To sweeten the pot, there is a quickly developing digital environment in the country with a lack of experienced people to work. Along with it comes the local language spoken by the Cambodians – Khmer, which looks like that – ភាសាខ្មែរ – and a great challenge is on the way.

So how do we go about conquering this market with an SEO strategy and is it only SEO that will pay off?

  1. Above 95% use Google Search Engine and it has a Khmer version
  2. Facebook use is growing and a lot of the searches start on Facebook not Google
  3. Optimize for mobile – with so many users of mobile phones – this is an essential part
  4. Work on your Brand and Brand message – it is very important in Cambodia
  5. Localize as much as possible as Cambodians are highly aware of their culture
  6. Have in mind that Phnom Penh is not the same as the rest of Cambodia, so do your research on your target audience first

In Conclusion

We’ve been carefully observing the behavior of users around the world from the front seat in the last year now. We clearly saw the chain reaction the pandemic caused but what we are seeing now is how countries were closing their borders but at the same time were opening their online markets. There is a clear reason behind that – we don’t need to travel in order to do business. 

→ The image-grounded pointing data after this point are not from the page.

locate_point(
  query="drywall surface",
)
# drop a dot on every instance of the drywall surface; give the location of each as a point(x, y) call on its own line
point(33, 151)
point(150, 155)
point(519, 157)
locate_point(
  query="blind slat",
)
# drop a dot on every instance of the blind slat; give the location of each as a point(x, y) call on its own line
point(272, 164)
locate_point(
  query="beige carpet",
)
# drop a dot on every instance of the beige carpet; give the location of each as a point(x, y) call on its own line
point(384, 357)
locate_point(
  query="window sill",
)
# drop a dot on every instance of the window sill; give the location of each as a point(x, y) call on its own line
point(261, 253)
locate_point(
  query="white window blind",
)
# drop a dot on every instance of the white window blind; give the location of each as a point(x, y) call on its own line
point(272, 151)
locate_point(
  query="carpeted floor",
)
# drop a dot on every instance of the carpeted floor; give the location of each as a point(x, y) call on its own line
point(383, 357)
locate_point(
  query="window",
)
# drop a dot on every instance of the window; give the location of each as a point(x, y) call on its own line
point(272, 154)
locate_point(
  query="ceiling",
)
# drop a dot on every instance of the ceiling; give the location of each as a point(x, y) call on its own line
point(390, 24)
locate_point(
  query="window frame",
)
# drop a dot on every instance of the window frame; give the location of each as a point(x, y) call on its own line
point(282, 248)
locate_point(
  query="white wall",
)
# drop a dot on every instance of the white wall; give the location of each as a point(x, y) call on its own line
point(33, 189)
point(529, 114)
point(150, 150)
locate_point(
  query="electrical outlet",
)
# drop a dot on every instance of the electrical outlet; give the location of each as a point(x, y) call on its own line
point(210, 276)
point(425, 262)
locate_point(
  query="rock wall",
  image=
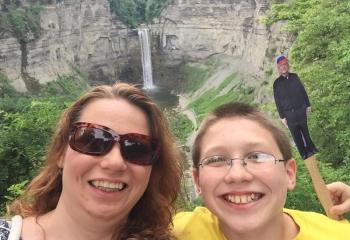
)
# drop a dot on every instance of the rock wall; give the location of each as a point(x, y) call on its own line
point(193, 29)
point(76, 34)
point(84, 34)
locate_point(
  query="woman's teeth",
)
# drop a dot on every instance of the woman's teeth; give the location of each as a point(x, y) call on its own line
point(243, 198)
point(108, 186)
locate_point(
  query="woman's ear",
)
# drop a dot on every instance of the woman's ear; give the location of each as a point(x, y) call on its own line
point(291, 170)
point(195, 176)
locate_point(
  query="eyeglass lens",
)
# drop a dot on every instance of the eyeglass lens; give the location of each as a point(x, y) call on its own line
point(93, 139)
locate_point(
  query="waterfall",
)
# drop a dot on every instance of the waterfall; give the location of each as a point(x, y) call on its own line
point(146, 58)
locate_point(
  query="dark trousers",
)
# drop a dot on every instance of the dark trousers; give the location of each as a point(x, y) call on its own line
point(302, 139)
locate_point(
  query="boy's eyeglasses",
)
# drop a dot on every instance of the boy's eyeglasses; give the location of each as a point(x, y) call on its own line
point(97, 140)
point(254, 161)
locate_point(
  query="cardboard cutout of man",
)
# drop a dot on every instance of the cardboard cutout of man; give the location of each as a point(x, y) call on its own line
point(293, 105)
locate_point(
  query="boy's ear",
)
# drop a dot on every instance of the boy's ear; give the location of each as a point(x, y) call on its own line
point(291, 170)
point(195, 176)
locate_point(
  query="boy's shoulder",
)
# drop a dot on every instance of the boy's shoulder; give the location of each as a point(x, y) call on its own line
point(197, 225)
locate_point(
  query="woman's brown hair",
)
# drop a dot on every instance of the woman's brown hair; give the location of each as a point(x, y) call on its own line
point(241, 110)
point(151, 217)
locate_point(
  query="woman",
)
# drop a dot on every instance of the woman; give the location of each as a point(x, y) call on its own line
point(111, 172)
point(243, 168)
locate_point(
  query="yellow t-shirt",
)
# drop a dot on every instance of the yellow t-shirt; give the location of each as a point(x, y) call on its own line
point(202, 224)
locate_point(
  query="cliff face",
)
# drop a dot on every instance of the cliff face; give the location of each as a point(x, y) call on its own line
point(76, 34)
point(84, 34)
point(200, 28)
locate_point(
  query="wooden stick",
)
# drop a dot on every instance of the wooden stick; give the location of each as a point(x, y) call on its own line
point(320, 186)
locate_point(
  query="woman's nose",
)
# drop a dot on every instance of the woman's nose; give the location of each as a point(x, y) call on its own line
point(114, 160)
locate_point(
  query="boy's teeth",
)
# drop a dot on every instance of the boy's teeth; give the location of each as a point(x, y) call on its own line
point(108, 186)
point(242, 199)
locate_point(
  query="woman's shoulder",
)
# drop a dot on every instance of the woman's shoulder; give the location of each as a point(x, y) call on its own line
point(11, 228)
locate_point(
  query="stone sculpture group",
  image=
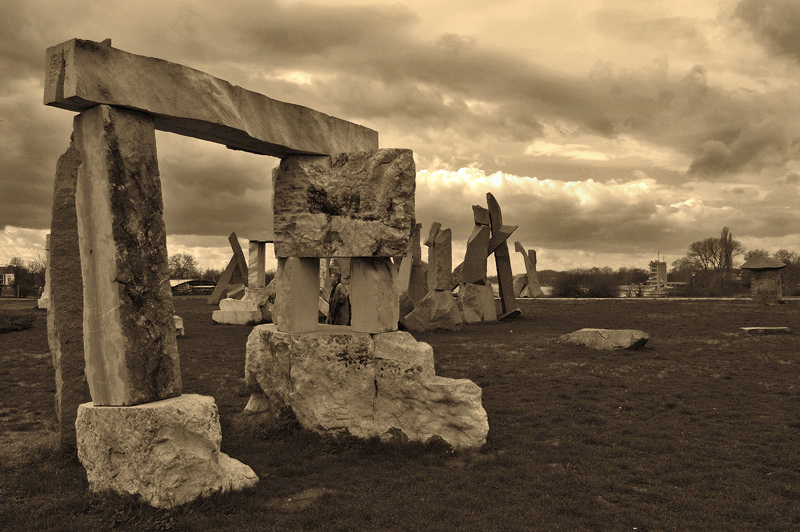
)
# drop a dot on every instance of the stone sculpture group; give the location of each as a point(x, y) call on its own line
point(110, 317)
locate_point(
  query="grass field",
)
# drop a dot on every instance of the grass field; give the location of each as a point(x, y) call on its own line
point(698, 431)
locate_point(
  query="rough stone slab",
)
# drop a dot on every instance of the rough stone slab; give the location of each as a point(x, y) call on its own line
point(348, 205)
point(374, 303)
point(256, 270)
point(166, 452)
point(476, 302)
point(65, 312)
point(502, 258)
point(296, 294)
point(440, 261)
point(129, 334)
point(766, 330)
point(179, 329)
point(437, 310)
point(82, 74)
point(607, 338)
point(237, 317)
point(473, 269)
point(337, 381)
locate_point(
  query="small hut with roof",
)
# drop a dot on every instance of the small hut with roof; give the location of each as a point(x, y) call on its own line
point(765, 284)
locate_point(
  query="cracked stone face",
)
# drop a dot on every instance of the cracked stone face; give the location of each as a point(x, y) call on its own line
point(348, 205)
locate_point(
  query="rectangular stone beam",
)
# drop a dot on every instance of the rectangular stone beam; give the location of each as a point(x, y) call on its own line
point(82, 74)
point(128, 329)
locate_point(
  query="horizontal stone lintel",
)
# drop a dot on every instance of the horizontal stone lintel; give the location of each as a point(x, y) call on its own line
point(82, 74)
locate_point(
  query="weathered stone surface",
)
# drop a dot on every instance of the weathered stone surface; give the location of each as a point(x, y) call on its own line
point(473, 270)
point(505, 279)
point(256, 269)
point(607, 338)
point(766, 330)
point(765, 286)
point(44, 299)
point(129, 334)
point(348, 205)
point(532, 287)
point(65, 312)
point(82, 74)
point(374, 304)
point(437, 310)
point(237, 317)
point(166, 452)
point(476, 302)
point(337, 381)
point(296, 294)
point(440, 263)
point(179, 329)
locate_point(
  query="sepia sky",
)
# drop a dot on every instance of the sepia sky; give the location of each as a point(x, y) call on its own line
point(608, 130)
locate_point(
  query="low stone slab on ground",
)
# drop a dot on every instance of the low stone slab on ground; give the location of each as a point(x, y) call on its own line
point(337, 381)
point(766, 330)
point(607, 338)
point(237, 317)
point(166, 452)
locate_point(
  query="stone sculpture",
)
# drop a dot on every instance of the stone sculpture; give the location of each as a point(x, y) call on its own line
point(438, 309)
point(498, 246)
point(532, 287)
point(44, 299)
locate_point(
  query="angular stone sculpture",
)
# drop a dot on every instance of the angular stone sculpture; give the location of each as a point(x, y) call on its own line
point(349, 205)
point(498, 246)
point(65, 311)
point(374, 304)
point(607, 338)
point(129, 334)
point(44, 299)
point(166, 452)
point(366, 385)
point(82, 74)
point(534, 289)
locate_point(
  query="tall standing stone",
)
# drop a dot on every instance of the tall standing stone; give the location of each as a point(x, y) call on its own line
point(505, 278)
point(534, 289)
point(129, 333)
point(65, 312)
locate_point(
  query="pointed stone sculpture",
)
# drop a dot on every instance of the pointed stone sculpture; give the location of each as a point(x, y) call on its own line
point(533, 288)
point(502, 258)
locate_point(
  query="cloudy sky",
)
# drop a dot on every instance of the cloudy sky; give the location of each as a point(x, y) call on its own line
point(609, 130)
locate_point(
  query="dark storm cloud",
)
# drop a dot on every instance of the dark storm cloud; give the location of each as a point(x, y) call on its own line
point(775, 22)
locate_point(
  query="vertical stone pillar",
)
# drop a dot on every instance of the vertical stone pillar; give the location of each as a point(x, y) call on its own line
point(502, 258)
point(296, 294)
point(374, 303)
point(129, 334)
point(256, 269)
point(65, 311)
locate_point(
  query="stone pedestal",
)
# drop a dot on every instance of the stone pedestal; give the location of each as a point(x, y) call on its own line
point(337, 381)
point(296, 294)
point(166, 452)
point(129, 334)
point(374, 304)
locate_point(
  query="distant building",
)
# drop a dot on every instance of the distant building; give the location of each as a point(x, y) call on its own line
point(657, 281)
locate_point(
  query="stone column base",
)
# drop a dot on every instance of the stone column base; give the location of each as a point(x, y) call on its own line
point(166, 452)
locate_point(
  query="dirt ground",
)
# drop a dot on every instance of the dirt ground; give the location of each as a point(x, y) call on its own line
point(698, 431)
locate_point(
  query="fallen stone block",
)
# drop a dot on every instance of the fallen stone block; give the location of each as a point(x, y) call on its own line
point(437, 310)
point(607, 338)
point(337, 381)
point(166, 452)
point(766, 330)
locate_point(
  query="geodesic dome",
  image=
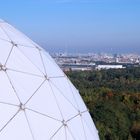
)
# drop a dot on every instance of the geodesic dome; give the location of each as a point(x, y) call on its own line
point(37, 100)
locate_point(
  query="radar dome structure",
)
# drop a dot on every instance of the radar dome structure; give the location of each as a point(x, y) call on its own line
point(37, 100)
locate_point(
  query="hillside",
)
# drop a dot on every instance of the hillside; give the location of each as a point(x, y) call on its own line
point(113, 98)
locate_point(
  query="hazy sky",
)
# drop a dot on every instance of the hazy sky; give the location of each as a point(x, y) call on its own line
point(77, 25)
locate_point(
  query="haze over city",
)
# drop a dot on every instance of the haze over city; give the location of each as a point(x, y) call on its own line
point(111, 26)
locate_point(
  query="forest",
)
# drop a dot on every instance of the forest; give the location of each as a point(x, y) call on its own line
point(113, 98)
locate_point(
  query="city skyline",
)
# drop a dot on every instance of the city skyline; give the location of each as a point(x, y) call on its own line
point(77, 25)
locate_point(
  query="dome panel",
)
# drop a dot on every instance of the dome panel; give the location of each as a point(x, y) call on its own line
point(7, 93)
point(5, 49)
point(44, 102)
point(19, 62)
point(24, 84)
point(11, 131)
point(42, 127)
point(7, 112)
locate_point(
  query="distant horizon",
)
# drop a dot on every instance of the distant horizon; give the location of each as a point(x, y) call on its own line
point(77, 25)
point(86, 51)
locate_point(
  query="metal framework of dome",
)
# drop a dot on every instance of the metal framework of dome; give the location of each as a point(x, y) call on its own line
point(37, 100)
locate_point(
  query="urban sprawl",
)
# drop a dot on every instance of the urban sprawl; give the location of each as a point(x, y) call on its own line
point(95, 61)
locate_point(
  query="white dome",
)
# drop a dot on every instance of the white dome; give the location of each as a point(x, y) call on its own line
point(37, 100)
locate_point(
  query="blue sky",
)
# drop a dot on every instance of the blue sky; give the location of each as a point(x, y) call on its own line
point(77, 25)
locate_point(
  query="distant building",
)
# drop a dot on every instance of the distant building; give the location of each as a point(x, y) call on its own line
point(99, 67)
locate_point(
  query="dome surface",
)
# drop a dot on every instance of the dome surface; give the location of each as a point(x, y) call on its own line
point(37, 100)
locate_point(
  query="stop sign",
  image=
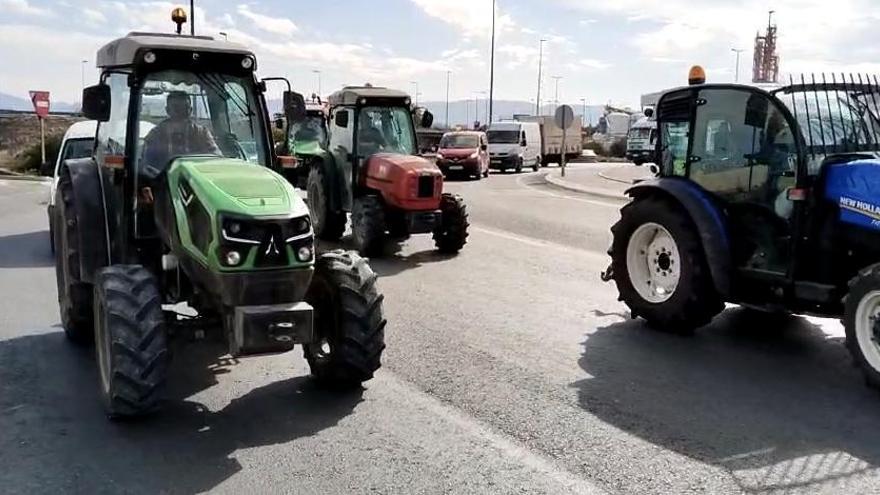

The only thing that we need is to find the proper audience and get its attention. Online business has never seen a stronger push than it currently has and one of the proper actions one has to do is to improve and increase its online presence. With this said SEO is one of the most important and accessible places to start from.

To prove all of the above, here is a recent trend we’ve noticed: in the two most affected countries in Asia from the COVID-19 (China and South Korea), there is something curious to see about the search engine market shares.  Right from the very moment the pandemic started, we started to see an increase in the traffic towards the traditional in-country search engines.

This all might mean two things:

  1. The example we used for a company to enter the Chinese market needs a strategy update right away due to the changes noticed in these markets.
  2. Countries are closing due to the pandemic and users are turning to the most well-known and reliable resources they recognize. It is prominent for these countries mainly because Google is not the main market share and it only confirms the thesis we supported in the beginning:

SEO is not a mere translation of words researched and properly listed in a tool under a certain budget. Not at all. It may seem like that but in real life, SEO is a living breathing “thing” that you have to maintain on many different levels in order to reach your business goals.

It is the whole picture drawn before the eyes of your audience by your digital presence and if this image will click with it. 

So let’s go and think over our strategies now!